Le commissaire avait voulu prendre la mesure de tout ce que la pauvre femme avait subi.
Pour entrer dans la tête du tueur.
Il sursauta quand son téléphone vibra au fond de sa poche. Il consulta le SMS :
« J’ai pris mes quartiers, tout s’est bien passé. J’espère que tout va bien de ton côté. Je t’aime. »
Je t’aime… Le mot résonna dans sa tête longtemps. Je t’aime, je t’aime… Il ne put s’empêcher d’imaginer Lucie, là, à la place de Gloria, gisant au sol. Emporté par ses pensées trop intenses, il sentit son souffle chaud dans son cou et la vit le supplier de la secourir. Il secoua la tête. Jamais il ne permettrait qu’on fasse du mal à sa Lucie. Jamais.
Dans un soupir, il rassembla les photos et se mit à les jeter une à une, comme lorsqu’on distribue des cartes à jouer sur la table. Il y eut un petit claquement sec au moment où l’un des rectangles de papier toucha le sol. Par l’une des vitres brisées, le vent s’engouffra et lui glaça les os. Parcouru d’un spasme, il trembla de la tête aux pieds.
Clac… Gros plan sur le torse bleuté de Gloria. Sharko avait fait le vide dans sa tête et gardait, à présent, un visage impassible. Il le fallait.

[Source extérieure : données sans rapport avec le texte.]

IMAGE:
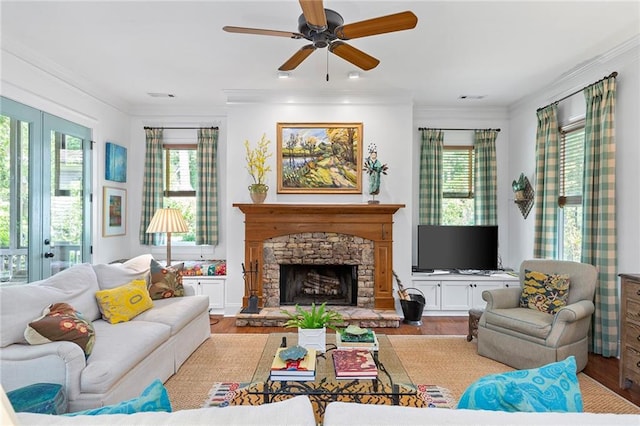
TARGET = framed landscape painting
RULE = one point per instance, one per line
(114, 211)
(115, 163)
(319, 158)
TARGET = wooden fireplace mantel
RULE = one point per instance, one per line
(370, 221)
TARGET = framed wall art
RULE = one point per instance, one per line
(319, 158)
(114, 211)
(115, 168)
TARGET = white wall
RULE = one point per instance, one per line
(27, 83)
(625, 60)
(387, 124)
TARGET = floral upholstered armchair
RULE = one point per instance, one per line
(544, 320)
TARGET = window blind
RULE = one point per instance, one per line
(457, 172)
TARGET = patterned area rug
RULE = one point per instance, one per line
(223, 394)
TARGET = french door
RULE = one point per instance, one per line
(45, 193)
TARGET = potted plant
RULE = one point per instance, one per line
(519, 187)
(312, 325)
(256, 166)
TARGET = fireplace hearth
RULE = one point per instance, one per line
(307, 284)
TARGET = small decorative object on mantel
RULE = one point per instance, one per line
(257, 168)
(375, 168)
(250, 282)
(523, 194)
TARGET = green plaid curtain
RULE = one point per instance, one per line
(599, 246)
(430, 195)
(485, 187)
(207, 191)
(152, 184)
(547, 185)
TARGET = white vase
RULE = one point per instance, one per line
(313, 338)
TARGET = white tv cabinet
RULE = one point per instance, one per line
(455, 294)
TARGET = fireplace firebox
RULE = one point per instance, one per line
(305, 284)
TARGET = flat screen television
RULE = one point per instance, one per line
(457, 248)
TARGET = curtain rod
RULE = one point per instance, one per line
(179, 128)
(439, 128)
(612, 75)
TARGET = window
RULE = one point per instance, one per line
(571, 184)
(180, 181)
(457, 185)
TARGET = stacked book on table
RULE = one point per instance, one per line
(354, 364)
(300, 370)
(357, 338)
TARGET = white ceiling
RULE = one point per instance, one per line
(121, 50)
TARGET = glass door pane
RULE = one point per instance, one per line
(14, 198)
(65, 227)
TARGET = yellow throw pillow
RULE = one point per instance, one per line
(544, 292)
(122, 303)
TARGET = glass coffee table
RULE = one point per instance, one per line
(391, 385)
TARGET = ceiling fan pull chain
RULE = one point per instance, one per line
(327, 64)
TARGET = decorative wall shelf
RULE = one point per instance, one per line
(526, 201)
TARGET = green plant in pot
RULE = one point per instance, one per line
(312, 325)
(257, 167)
(519, 186)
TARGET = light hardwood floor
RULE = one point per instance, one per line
(604, 370)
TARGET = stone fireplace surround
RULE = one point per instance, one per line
(318, 248)
(359, 224)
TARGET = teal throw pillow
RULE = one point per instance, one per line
(153, 398)
(551, 388)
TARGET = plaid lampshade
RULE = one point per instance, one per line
(167, 220)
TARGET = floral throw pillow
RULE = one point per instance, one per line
(165, 281)
(544, 292)
(61, 322)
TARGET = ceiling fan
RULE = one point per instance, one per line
(325, 28)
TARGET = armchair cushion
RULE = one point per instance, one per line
(530, 322)
(544, 292)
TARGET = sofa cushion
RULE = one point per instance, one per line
(61, 322)
(551, 388)
(176, 312)
(544, 292)
(119, 348)
(529, 322)
(125, 302)
(153, 398)
(165, 281)
(21, 303)
(115, 275)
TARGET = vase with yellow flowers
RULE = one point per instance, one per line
(258, 168)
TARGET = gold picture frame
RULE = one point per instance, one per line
(321, 158)
(114, 211)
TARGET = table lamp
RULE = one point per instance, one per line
(167, 220)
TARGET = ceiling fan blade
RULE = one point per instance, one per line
(313, 11)
(258, 31)
(355, 56)
(383, 24)
(297, 58)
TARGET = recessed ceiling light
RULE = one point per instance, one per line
(160, 95)
(472, 97)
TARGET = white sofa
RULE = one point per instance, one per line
(298, 411)
(126, 356)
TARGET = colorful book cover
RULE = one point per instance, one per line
(347, 343)
(354, 363)
(292, 367)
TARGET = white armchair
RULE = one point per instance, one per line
(526, 338)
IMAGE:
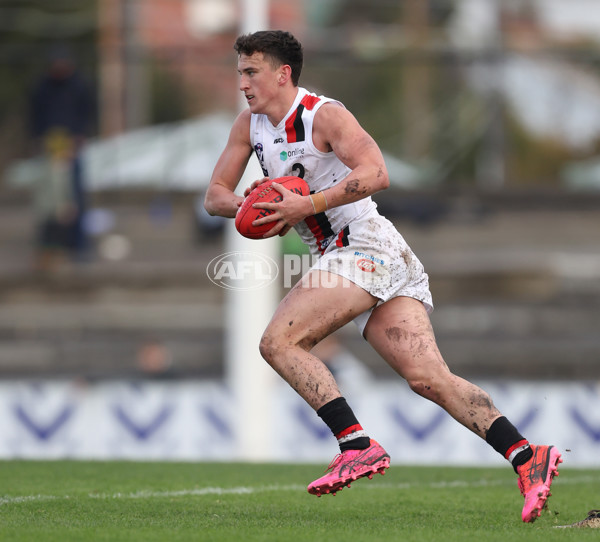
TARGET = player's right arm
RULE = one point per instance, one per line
(220, 198)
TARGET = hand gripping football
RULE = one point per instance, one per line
(265, 193)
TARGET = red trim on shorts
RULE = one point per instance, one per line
(523, 442)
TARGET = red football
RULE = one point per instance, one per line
(265, 193)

D’après le légiste, Gloria avait été pénétrée sexuellement avec une main gantée. Les ecchymoses entre ses cuisses en témoignaient cruellement. Son bourreau l’avait détenue, humiliée, tabassée juste là, à quelques centimètres. Le flic imagina les cris, la douleur, il vit les yeux de l’assassin s’agrandir, tandis que ses mains gantées serraient une barre de fer fendant l’air.
Cette façon de procéder portait les signes caractéristiques d’une démarche froide, méthodique, qui avait transformé Gloria en un simple objet, un passage obligé pour le toucher lui, Franck Sharko. L’homme était organisé, cohérent, il ne laissait rien au hasard. Il était le genre de type qui possède un véhicule fonctionnel et contrôlé régulièrement, qui paie ses factures et qui est en bonne forme, capable de se déplacer, de voyager, de porter un corps, de se fondre dans la masse.